Replace Your Soap with Soapy Plants

stack of colorful bar soap

Sick of chemical-filled soaps that leave your hands feeling dirtier than before you washed them? Then we’ve got the project for you! Do it yourself soap with soapy plants! It’s as simple as adding water.

The following project is from When Technology Fails by Matthew Stein. It has been adapted for the web.


There is something inherently satisfying about making soap. Maybe it relates to the 4,500+ year history of human soap making; maybe it simply reflects a desire to keep the jungle at bay and put our stamp on our personal environment. For pioneer women, soap making was an annual event, often lasting for days while lye was leached from wood ashes saved from the winter fires and then cooked with fat as the spring thaw began.
—Dr. Robert S. McDaniel, Essentially Soap

Soaps and detergents are both known as surfactants. Surfactants reduce the surface tension of water, causing the water to fully wet both the object to be cleaned and the debris, encouraging the debris to wash away. According to Susan Miller Cavitch, author of The Soapmaker’s Companion, soap molecules also have a distinct head and tail, one end having an attraction to water and the other end having an attraction to dirt. This property helps soap molecules to connect the dirt to the water, further enabling the water to wash away the dirt.

Soapy Plants

There are a number of plants that can be used as a substitute for soap without any chemical processing. These plants contain naturally occurring soap-like substances, called saponins. Bouncing bet (also called soapwort), clematis, and yucca are three common North American plants with significant saponin content. It has been said that Native Americans bathed regularly and were often appalled by the smell of white pioneer men. To use any of these plants for soap, chop up the appropriate part of the plant and rub it between your hands with some water or dry it for future use. Before trying a full dose on your body, test for allergic reactions by rubbing a bit onto the inside of your wrist and waiting one day to make sure there is no adverse reaction. Because saponins are somewhat poisonous, and Native Americans have used them to paralyze fish, you do not want to eat these plants, except perhaps for the edible fruits and flowers of the yucca family (Brill 1994, 134).

Bouncing Bet

drawing of bouncing bet

Figure 14-1. Bouncing bet. Illustration courtesy of Earth Knack: Stone Age Skills for the 21st Century by Bart and Robin Blankenship (Gibbs Smith, 1996).

Do not use bouncing bet on your face, because it is very irritating to the eyes. Collect bouncing bet in the late summer to fall. Found nationwide, it is easiest to identify by its pretty white or pink flowers with five petals. You can use the entire plant (Blankenship and Blankenship 1996,142).

Clematis

drawing of clematis

Figure 14-2. Clematis. Illustration courtesy of Earth Knack: Stone Age Skills for the 21st Century by Bart and Robin Blankenship (Gibbs Smith, 1996).
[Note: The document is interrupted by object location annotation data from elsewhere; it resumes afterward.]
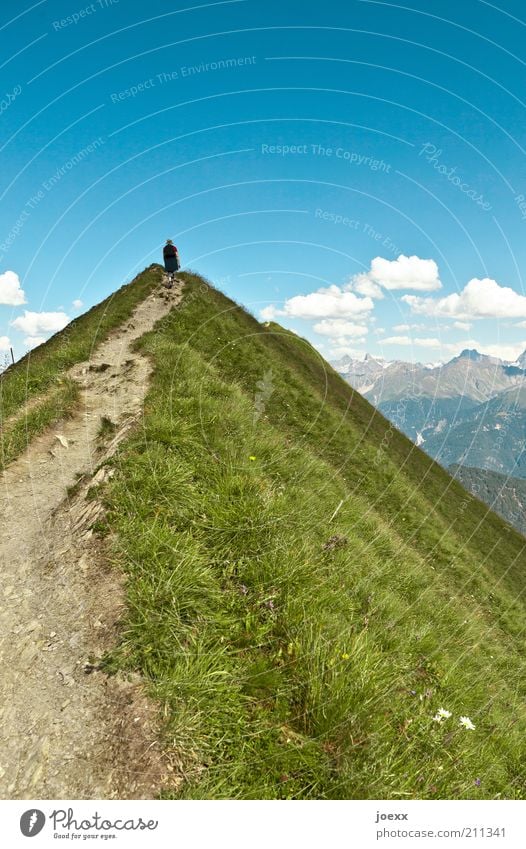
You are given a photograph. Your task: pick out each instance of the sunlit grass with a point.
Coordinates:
(307, 589)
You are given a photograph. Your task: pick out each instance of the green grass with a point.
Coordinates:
(37, 380)
(305, 587)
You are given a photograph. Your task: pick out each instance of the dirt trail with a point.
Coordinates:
(67, 731)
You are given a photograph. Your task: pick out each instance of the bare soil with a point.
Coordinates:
(67, 730)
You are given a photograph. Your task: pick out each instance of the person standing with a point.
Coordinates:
(171, 258)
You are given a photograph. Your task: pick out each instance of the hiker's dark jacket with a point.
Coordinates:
(171, 259)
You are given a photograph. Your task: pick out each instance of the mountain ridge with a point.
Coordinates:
(304, 588)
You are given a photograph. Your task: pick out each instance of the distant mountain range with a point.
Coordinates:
(468, 412)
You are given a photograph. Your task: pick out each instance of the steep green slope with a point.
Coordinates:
(307, 588)
(36, 391)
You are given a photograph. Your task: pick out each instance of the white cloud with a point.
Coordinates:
(340, 327)
(478, 299)
(421, 342)
(332, 302)
(36, 323)
(346, 351)
(34, 341)
(11, 292)
(363, 284)
(509, 352)
(406, 272)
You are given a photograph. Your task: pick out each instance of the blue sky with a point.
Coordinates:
(355, 171)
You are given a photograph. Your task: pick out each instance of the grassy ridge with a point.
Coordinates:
(37, 380)
(306, 588)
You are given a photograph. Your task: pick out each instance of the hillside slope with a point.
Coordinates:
(306, 588)
(68, 731)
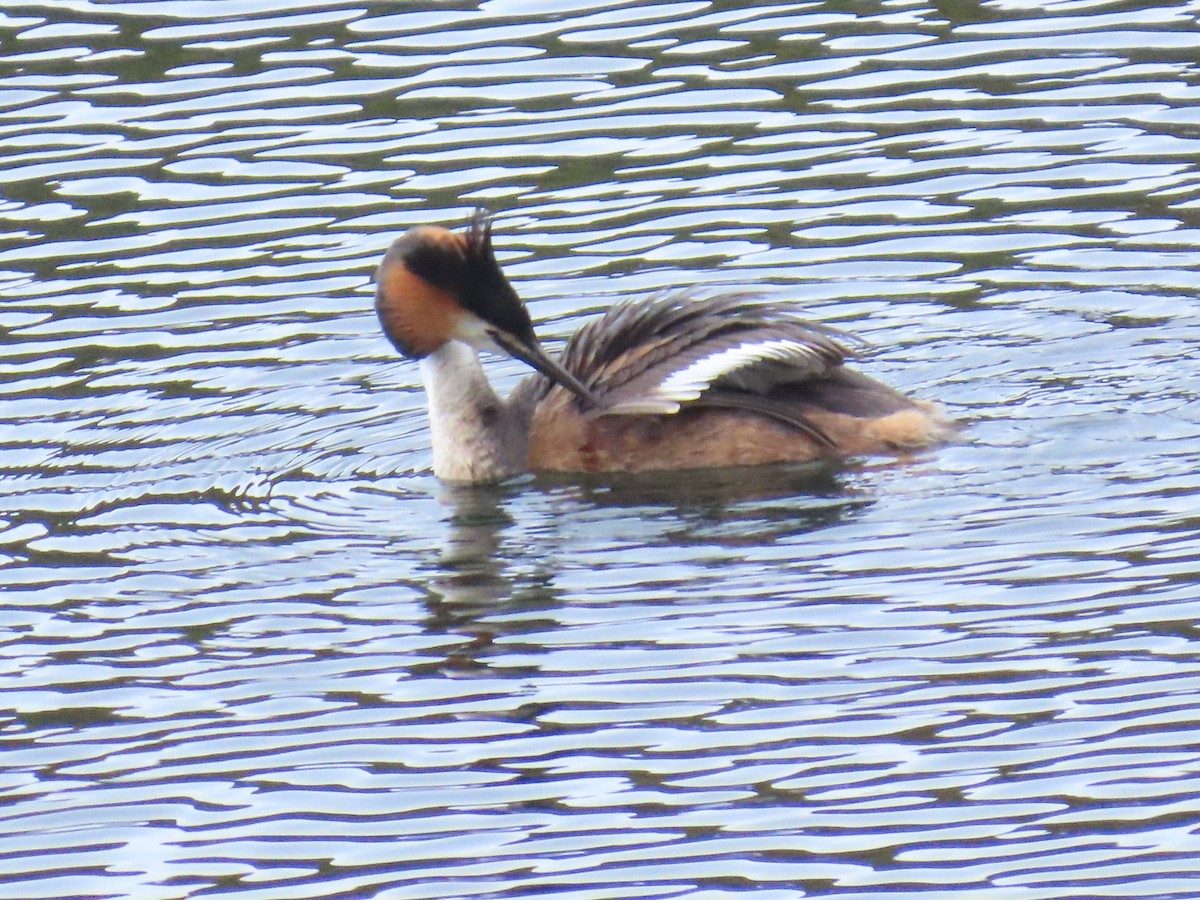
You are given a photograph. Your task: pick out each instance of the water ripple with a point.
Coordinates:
(252, 646)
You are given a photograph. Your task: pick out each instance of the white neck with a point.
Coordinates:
(477, 436)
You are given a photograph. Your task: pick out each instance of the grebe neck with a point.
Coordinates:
(475, 435)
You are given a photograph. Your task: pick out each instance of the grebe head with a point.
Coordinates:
(436, 286)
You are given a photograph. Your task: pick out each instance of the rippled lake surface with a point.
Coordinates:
(251, 647)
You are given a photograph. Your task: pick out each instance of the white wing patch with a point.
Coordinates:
(690, 382)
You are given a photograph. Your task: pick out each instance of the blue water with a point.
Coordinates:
(251, 647)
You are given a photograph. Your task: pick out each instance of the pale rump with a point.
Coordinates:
(564, 439)
(667, 382)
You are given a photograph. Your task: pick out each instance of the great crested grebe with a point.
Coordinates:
(673, 382)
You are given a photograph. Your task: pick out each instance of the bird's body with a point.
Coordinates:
(671, 382)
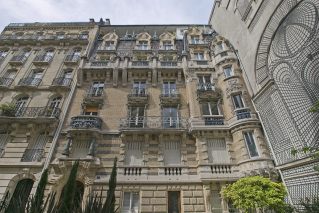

Clematis is a common climbing vine with white or purple flowers, and is often found dominating the tops of trees. Collect the leaves and flowers for use as soap (Blankenship and Blankenship 1996,142).

YUCCA, AGAVE, SPANISH BAYONET, SOTOL, AND JOSHUA TREE

drawing of saponins root

Figure 14-3. Yucca. Illustration courtesy of Earth Knack: Stone Age Skills for the 21st Century by Bart and Robin Blankenship (Gibbs Smith, 1996).

These traditional desert-dwelling plants also contain saponins. The root contains the most saponins, but use of the root kills the plant, so please don’t use this plant frivolously. If you are pounding and soaking the leaves for fiber to make cordage, the soaking water will contain sufficient saponins for bathing (Blankenship and Blankenship 1996,143).